SULL'EDUCARE

Sospinti da interessi o ideologie, siamo indotti a credenze semplificartici e binarie, a distinzioni rigide che scavalcano la complessità del reale.
La formazione, in generale, dovrebbe prevedere un insegnamento dedicato alla “conoscenza della conoscenza”, compito a cui devono contribuire, insieme alla filosofia, la psicologia e le scienze cognitive, la letteratura e la storia. Ogni conoscenza è traduzione/tradimento, costruzione e non riproduzione della realtà; siamo destinati a interpretare di continuo, il che ci condanna in modo pressoché inevitabile all'errore e all'illusione. Bisogna fare, però, gli errori “giusti”, quelli che inducono a cercare le ragioni delle difficoltà, a cogliere relazioni inattese, indizi che svelano quel che restava nascosto.
“Credo che la cultura sia il presentimento di quello che non si sa” (Giuseppe Pontiggia).
Le nostre strategie possono condurre a esiti opposti alle nostre previsioni, siamo sempre più inermi ad affrontare la “civiltà del rischio” e le disavventure dell’esistenza.

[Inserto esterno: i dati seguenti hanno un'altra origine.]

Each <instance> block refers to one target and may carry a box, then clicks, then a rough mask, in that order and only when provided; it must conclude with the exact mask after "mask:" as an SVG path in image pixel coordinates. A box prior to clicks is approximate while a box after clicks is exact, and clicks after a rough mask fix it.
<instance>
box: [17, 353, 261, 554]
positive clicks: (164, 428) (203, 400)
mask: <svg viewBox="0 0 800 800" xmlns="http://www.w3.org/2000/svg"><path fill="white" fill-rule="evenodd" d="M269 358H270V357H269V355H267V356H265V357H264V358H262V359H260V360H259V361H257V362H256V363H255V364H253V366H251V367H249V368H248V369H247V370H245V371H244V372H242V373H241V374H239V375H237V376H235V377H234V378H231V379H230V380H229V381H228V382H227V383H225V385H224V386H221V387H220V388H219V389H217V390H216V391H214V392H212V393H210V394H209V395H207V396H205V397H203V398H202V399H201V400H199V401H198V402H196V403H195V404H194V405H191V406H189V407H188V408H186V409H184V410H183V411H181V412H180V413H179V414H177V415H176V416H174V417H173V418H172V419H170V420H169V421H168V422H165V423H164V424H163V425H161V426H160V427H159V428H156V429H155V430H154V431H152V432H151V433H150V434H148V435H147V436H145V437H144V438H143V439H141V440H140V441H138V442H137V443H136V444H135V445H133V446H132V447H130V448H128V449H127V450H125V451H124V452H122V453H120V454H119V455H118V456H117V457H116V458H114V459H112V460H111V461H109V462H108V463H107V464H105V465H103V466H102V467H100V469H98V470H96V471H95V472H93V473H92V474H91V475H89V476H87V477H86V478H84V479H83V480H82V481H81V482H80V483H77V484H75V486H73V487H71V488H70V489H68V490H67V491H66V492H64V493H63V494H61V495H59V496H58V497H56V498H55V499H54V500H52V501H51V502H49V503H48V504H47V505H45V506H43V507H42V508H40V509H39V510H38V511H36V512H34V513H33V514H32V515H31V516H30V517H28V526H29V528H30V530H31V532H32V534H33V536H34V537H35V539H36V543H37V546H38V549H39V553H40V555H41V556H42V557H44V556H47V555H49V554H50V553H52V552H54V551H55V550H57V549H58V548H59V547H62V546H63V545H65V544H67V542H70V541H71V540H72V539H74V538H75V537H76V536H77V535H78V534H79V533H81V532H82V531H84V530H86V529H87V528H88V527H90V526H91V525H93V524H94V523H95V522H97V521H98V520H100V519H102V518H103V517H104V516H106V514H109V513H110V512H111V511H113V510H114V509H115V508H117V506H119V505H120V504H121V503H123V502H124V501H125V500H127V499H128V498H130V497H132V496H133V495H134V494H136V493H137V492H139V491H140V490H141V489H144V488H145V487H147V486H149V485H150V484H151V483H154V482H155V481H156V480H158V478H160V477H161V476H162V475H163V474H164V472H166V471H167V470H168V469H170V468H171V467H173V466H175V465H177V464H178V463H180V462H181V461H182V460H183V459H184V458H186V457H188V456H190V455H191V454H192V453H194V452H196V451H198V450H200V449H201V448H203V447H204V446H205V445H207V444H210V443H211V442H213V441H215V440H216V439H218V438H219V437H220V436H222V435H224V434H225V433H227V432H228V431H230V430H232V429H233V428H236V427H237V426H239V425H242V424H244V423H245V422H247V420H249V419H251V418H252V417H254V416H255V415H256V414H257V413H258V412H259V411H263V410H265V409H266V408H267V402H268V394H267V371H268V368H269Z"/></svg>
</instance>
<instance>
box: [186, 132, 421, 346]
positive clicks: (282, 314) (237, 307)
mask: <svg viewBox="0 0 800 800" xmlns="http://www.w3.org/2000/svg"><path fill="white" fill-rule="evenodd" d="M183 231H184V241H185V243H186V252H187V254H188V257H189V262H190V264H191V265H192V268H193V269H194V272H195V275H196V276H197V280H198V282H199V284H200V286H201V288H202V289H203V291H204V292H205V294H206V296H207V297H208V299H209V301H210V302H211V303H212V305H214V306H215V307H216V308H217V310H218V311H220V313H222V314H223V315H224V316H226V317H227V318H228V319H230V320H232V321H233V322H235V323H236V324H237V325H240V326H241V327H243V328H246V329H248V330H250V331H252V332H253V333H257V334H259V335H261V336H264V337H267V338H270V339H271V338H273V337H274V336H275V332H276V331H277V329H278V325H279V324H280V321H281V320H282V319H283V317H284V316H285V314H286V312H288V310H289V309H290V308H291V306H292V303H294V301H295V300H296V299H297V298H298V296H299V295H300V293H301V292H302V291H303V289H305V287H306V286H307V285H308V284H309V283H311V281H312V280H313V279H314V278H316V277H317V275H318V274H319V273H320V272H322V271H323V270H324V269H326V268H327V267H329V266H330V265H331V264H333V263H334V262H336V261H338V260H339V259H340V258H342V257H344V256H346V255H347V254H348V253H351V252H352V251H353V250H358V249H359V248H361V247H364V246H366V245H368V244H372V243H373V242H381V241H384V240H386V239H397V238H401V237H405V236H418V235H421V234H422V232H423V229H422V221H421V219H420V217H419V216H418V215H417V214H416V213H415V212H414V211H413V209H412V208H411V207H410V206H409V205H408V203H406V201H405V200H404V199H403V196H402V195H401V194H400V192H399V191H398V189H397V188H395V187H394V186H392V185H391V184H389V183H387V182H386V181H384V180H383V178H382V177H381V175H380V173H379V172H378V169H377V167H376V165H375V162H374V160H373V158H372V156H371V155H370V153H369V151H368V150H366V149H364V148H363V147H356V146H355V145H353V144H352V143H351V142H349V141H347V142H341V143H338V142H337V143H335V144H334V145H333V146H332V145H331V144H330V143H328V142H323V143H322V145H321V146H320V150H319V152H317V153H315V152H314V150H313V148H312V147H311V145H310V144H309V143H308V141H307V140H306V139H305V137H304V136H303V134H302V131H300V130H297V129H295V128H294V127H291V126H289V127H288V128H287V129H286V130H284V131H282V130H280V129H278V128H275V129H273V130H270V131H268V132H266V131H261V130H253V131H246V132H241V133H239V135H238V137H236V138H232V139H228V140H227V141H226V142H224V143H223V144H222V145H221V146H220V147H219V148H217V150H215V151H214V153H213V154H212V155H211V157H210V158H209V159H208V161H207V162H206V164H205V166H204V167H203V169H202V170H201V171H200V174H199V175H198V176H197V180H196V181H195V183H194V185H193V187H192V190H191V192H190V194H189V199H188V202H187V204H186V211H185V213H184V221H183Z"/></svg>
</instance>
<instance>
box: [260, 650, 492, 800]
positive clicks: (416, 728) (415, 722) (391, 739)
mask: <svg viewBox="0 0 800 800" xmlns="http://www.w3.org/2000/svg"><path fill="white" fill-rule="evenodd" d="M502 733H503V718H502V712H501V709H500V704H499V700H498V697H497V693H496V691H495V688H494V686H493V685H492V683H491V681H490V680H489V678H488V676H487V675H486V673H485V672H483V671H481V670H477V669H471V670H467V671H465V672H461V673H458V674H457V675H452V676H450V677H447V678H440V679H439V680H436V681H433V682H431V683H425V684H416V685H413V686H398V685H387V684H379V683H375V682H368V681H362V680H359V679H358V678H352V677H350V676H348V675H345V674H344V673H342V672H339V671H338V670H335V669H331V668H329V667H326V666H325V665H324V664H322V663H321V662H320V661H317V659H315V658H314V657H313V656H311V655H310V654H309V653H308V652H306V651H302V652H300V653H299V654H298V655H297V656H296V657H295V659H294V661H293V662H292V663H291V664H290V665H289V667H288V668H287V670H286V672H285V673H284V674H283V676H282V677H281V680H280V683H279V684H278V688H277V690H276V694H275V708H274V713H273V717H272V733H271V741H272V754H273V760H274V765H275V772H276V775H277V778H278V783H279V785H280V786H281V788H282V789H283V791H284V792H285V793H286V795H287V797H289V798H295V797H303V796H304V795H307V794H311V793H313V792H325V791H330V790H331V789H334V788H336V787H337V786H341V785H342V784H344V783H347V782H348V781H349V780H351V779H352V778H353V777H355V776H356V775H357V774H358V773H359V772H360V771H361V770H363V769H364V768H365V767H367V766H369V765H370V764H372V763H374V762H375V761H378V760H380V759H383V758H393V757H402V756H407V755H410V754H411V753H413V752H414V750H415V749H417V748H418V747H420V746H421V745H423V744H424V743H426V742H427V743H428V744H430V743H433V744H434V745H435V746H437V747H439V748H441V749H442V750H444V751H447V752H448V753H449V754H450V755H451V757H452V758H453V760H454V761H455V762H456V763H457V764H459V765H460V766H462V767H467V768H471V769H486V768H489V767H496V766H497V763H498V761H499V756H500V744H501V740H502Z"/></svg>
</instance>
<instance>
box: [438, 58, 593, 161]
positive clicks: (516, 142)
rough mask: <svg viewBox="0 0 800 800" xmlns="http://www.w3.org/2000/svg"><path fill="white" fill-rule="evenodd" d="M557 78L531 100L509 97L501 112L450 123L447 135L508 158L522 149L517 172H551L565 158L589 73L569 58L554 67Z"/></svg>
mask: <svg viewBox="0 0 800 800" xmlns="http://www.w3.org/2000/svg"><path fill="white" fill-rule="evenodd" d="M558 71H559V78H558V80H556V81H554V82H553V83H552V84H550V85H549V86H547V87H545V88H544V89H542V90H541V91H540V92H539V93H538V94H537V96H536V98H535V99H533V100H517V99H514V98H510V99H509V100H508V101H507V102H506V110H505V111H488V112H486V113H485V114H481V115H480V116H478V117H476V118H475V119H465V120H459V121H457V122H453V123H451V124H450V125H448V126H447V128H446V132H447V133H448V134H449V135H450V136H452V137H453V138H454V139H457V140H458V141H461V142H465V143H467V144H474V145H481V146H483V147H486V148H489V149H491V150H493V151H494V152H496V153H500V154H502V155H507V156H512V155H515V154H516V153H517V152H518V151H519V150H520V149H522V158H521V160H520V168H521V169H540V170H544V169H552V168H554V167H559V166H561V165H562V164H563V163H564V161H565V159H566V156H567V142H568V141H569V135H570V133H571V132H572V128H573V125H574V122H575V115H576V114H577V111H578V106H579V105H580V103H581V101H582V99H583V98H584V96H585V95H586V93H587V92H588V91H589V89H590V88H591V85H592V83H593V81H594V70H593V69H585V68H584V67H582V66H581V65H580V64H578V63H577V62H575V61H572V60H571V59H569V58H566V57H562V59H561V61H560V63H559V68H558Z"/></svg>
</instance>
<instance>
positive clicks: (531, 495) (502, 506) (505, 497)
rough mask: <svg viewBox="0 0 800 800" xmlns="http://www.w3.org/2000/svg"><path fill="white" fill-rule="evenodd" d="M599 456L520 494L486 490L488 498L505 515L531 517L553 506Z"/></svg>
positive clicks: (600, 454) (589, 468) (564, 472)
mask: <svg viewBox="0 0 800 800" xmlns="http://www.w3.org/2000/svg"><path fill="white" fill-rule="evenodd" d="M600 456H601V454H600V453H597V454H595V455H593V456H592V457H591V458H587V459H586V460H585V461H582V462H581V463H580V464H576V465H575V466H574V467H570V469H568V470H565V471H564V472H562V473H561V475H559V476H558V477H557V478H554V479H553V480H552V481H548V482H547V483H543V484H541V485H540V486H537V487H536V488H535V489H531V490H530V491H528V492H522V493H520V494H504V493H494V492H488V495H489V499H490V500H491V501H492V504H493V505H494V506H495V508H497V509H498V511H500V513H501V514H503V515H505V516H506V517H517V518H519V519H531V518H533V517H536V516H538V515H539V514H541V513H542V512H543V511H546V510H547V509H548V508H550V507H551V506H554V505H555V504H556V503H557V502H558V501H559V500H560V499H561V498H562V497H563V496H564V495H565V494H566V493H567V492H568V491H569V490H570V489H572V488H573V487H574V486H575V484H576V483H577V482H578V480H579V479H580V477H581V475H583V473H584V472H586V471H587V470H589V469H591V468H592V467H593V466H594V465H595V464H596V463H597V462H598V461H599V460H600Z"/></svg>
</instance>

Forse, potremmo cominciare a ricordare che il pensiero a cui affidarci è sagacia, intuizione, elasticità mentale, pronta a confrontarsi con gli incerti del mondo.
Viviamo in un sistema complesso che è un intreccio di relazioni, dove le cose comunicano fra loro e con l’ambiente, dove l’osservatore stesso è integrato nel sistema che osserva; cause minime possono allora produrre effetti catastrofici.
Per cogliere il complesso intrico che caratterizza i problemi del nostro tempo occorre che ogni pedagogia assuma per base il grande racconto. Solo su questo sfondo la storia umana si illumina, si svela l’unità antropologica nelle sue diversità individuali e culturali. Diventa così possibile comprendere che l’umanità intera partecipa a una comunità di destino, grazie ad una formazione che consenta di collegare la biologia e la fisica, la cosmologia e la cultura umanistica e, più in generale, di cogliere legami e connessioni, al di là della pratica disgiuntiva e separatrice del sapere classico. 
Un sistema complesso funziona al modo di un ologramma, come una parte riproduce il tutto: la mondializzazione è all'interno di ciascuno di noi e noi portiamo tracce del percorso dell’intera umanità.
C'è bisogno di un’etica della comprensione umana. Oggi, il grande male è l’incomprensione, non solo fra stranieri, ma anche tra membri di una stessa società, di una stessa famiglia. Al cuore dell’educazione va posta l’acquisizione di competenze esistenziali e non solo di quelle professionali richieste dal dominio della tecno-economia.
La comprensione richiede di apprendere testo e contesto, caso locale e situazione globale; chiede ancor più di comprendere l’incomprensione, cioè le modalità psico-sociali dell’esclusione e del rifiuto del diverso.
La “comprensione umana”è il luogo in cui prendere coscienza dei condizionamenti subiti, degli imprinting che hanno marchiato la nostra infanzia e la nostra adolescenza; connette i saperi all'esigenza del ben vivere e di una vita buona. Si tratta di sviluppare le proprie attitudini, trasformando le conoscenza acquisite in sapienza, in arte di vivere.
Vivere è il mestiere che occorre insegnare. La virtù specifica dell'educatore è la benevolenza, quella che non deve mancare in chi dispone di autorità, una virtù che non si impone ma si diffonde, mediante un clima partecipe ed erotizzato.
Essere educatori in una società senza padri e senza maestri, significa fare del sapere un oggetto del desiderio, promuovere curiosità così da mettere in moto la vita e allargarne l’orizzonte.
Il rapporto fra educatore ed educato deve tenere conto dei saperi diffusi lungo la Rete, che rendono talvolta l’allievo più competente del maestro.